Ilustración de Elkin Obregón, cortesía para este sitio.
En un luminoso día de primavera, un príncipe salió en busca de una mujer para casarse. Con anterioridad, el rey le había aconsejado que escogiera una chica de gran corazón, como su madre. Por su parte, la reina, orgullosa de un hijo tan bueno y tan apuesto, se quedo mirándolo por la ventana, mientras él se alejaba en su caballo.
Ensimismado, el heredero del reino recorrió largos caminos, imaginando con vaguedad el rostro de su futura esposa, mientras esparcía el delicado aroma, propio de quien desea enamorase.
Más tarde, tras una curva, se encontró con una mujer altiva que se le acercó, y declaró con entusiasmo:
—Príncipe, yo soy la mujer que tú buscas. —Se había enterado del consejo del rey, mediante una de las criadas que, a hurtadillas, solía escuchar conversaciones ajenas—. Yo sé qué esposa quieres y ésa soy yo. Desde hace mucho tiempo, hice matar a una ballena con un corazón de dos toneladas, que poco a poco me he ido comiendo. Ahora mi corazón es así de grande. —Y abrió los brazos para explicar mejor.
El príncipe, al escucharla, se sintió muy mal y reflexionó: “Esta mujer no me conviene. Ha buscado su grandeza fuera de ella, y ha sacrificado inútilmente a una ballena”.
Enseguida, desconsolado, continuó cabalgando por el camino que lo remontaría a la colina, desde donde divisaría todo el reino. “Tal vez desde allí —pensaba—pudiera ver a la mujer que me acompañará por siempre”.
De repente, se le acercó otra chica corpulenta, que le dijo:
—Ah, príncipe, yo sabía que tú vendrías a buscarme. De esta comarca, yo soy la más fuerte y de mayor corazón.
—¿Cómo lo sabes? —repuso el príncipe interesado.

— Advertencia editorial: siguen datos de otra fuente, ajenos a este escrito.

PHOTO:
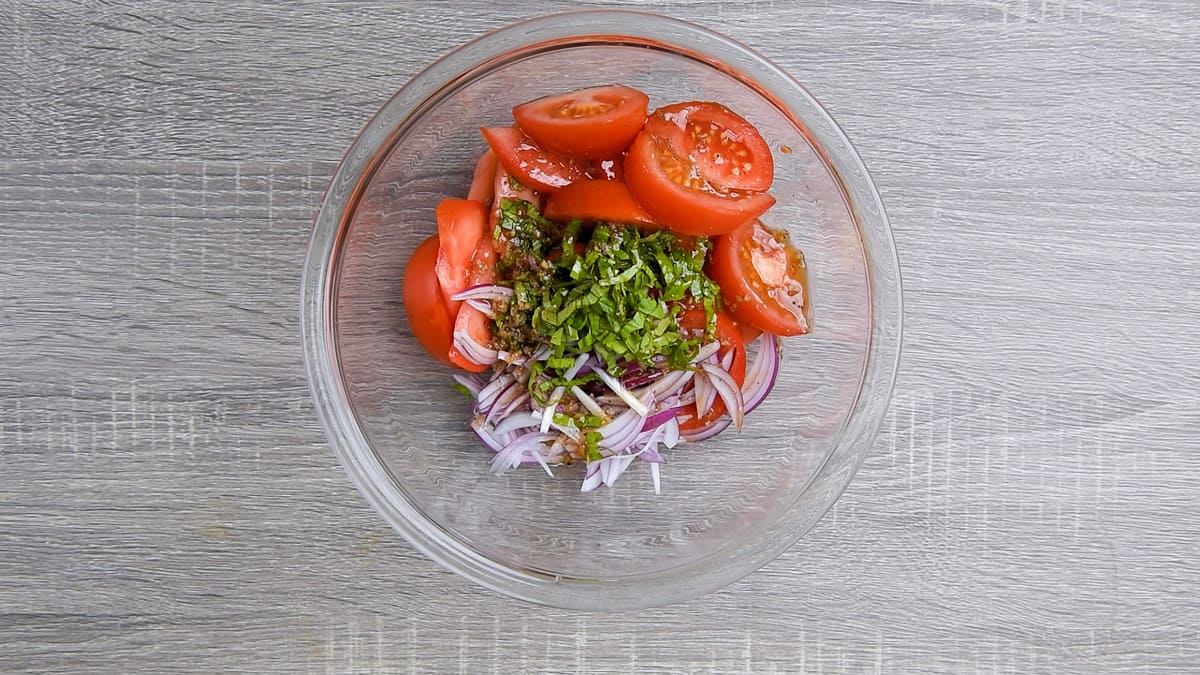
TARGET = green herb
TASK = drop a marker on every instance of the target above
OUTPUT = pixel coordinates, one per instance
(613, 291)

—Pues verás, hasta hace poco tiempo, cuando subía la montaña muy aprisa, sentía que alguien me perseguía, y cuanto más corría, más fuerte escuchaba el sonido. Eso me hacía sentir miedo y no me atrevía a mirar atrás. Hasta que un día descubrí que se trataba de mi propio corazón que hacía tun-tun, y que esa cualidad me haría la esposa del hijo del rey —manifestó empinada y con los ojos cerrados, esperando el beso del hombre que tenía al frente.
El príncipe no hizo ni dijo nada, sólo pensó: “Una mujer que le teme a su propio corazón no puede ser buena compañera”.
Más tarde, tras un largo camino, el príncipe ganó la cima de la montaña. Allí, se bajó de su caballo y contempló el panorama. Luego, fatigado, buscó sombra bajo un árbol, se sentó sobre la hierba, y recostó su espalda en el tronco. El caballo, que resollaba agotado, agachó la cabeza. Ambos se adormecieron.
Al atardecer, una joven muy sencilla pasaba con un cántaro que había llenado en un nacimiento de agua, cercano. Al ver al caballo, le dio de beber y, con un pañuelito que sacó de su bolsillo, le secó el sudor de la frente al príncipe. Él abrió sus ojos muy suavemente y, al ver a la joven, dijo:
—¿Quién eres tú?
Ella sonrió y le contestó:
—Me llamo Lucecita y vivo en aquella casa de abajo.
El príncipe se levantó y preguntó:
—¿A quién buscas?
Ella lo miró con gracia, y repuso:
—¿A quién?... A nadie, sólo he venido por agua, pero el sonido de un animal sediento, interrumpió mi canto. Lo busqué y le di de beber a este pobre caballo —dijo, en tanto acariciaba su crin—. Después, vi que el dueño estaba igualmente acalorado —murmuró con timidez.
—Yo, en cambio, busco a alguien… a una mujer de gran corazón. Dime, ¿cómo es el tuyo? —preguntó el príncipe.
Ella se quedó en silencio, y luego respondió:
—No sé de qué tamaño es mi corazón, no me lo había preguntado, sólo sé lo mucho que me hace sentir.
El príncipe sonrió tiernamente, y le pidió:
—Ven, sube a mi caballo, te llevaré a tu casa. —Montaron y, al estar tan cerca el uno del otro, sintieron que el amor llegaba. El caballo se dio cuenta y no los condujo a la casita. Tomó el rumbo de un camino brillante que conducía a la felicidad.